Abstract

Introduction: Anemia among the elderly population is often under-diagnosed or goes undetected. The incidence of anemia among this population is believed to be 4–6 times greater than reported, with an underlying condition found in over half of anemics, especially men and older individuals (

J Am Geriatr Soc
1997
;
45
(7):
825
–31
). Given the number of comorbidities in elderly patients a better understanding of the relationship between these underlying conditions and anemia is warranted.

Methods: A retrospective analysis of a large health claims database (1997–2002) examined the prevalence of anemia and associated comorbidities in patients >/=65 years with >/=3 years of follow-up. Chronic anemia was defined using the WHO criteria (hemoglobin [Hb] </= 12 for women; </= 13 for men) among patients with >/=2 Hb measurements >30 days and </= 1 year apart; patients with nutrient deficiencies, chemotherapy, HIV, HCV, and hematological diseases were excluded. Comorbidities were defined by the presence of >/=2 ICD-9 diagnosis codes or >/=1 CPT code for each condition, and categorized a priori as ‘linked’ [potential association with anemia (rheumatoid arthritis and/or lupus, CKD, CHF, untreated cancer and TB)] or ‘non-linked’ [not associated with anemia (diabetes, asthma and/or COPD, osteoarthritis, osteoporosis, hypertension and CVD]. Patients were categorized by number of comorbidities (0–1, 2–3, 4–5, >5) and age (65–74, 75–84, >/= 85).

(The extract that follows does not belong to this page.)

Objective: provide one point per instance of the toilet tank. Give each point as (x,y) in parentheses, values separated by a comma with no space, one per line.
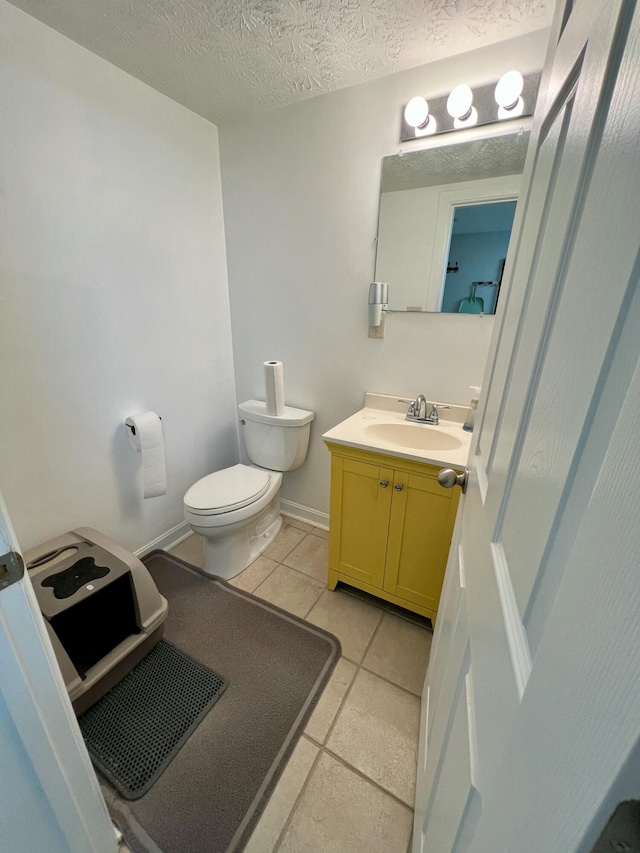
(276,442)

Results: The mean age among the study sample (chronic anemics: n=2729; non-anemics: n=7648) was 72.9 years (SD=5.9); 56.8% were women and 31.2% were African American. Mean Hb was similar for all groups (65–74 [n=1446]: 11.7±0.89; 75–84 [1080]: 11.7±0.94; >/=85[203]: 11.6±0.96, and >/=65[2729]: 11.7±0.91). Only 19.6% of anemics had an anemia diagnosis code. Patients with chronic anemia had significantly more comorbid conditions than those without anemia (p<.0001) (chronic anemics: 9.6%, 43.9%, 35.8% and 10.7%; non-anemics: 20.1%, 54.3%, 22.9% and 2.8% with 0–1, 2–3, 4–5 and >5 comorbidities, respectively). The same trend was observed across all age groups. Regardless of anemia status, the number of comorbid conditions increased with age among patients with and without anemia, however, patients with anemia were 2.5 times as likely to have >3 comorbidities compared to patients without anemia across all ages (OR=2.51, 95%CI=2.30–2.75). The number of linked comorbidities was observed to increase with age. Approximately 7% of non-anemic patients had >/=2 linked diseases, while almost 23% of chronic anemics had >/=2 linked comorbidities (p<.0001). Non-linked conditions were twice as common among anemics than non-anemics (>3 conditions: 19.5% vs. 11.0%, p<.0001).

Conclusions: Comorbid disease is common among older adults and is frequently unrecognized. Elderly patients with chronic anemia are more likely to have comorbid disease than non-anemic patients, including conditions not considered to be associated with anemia. These data identify a potential relationship between anemia and comorbid conditions in the elderly.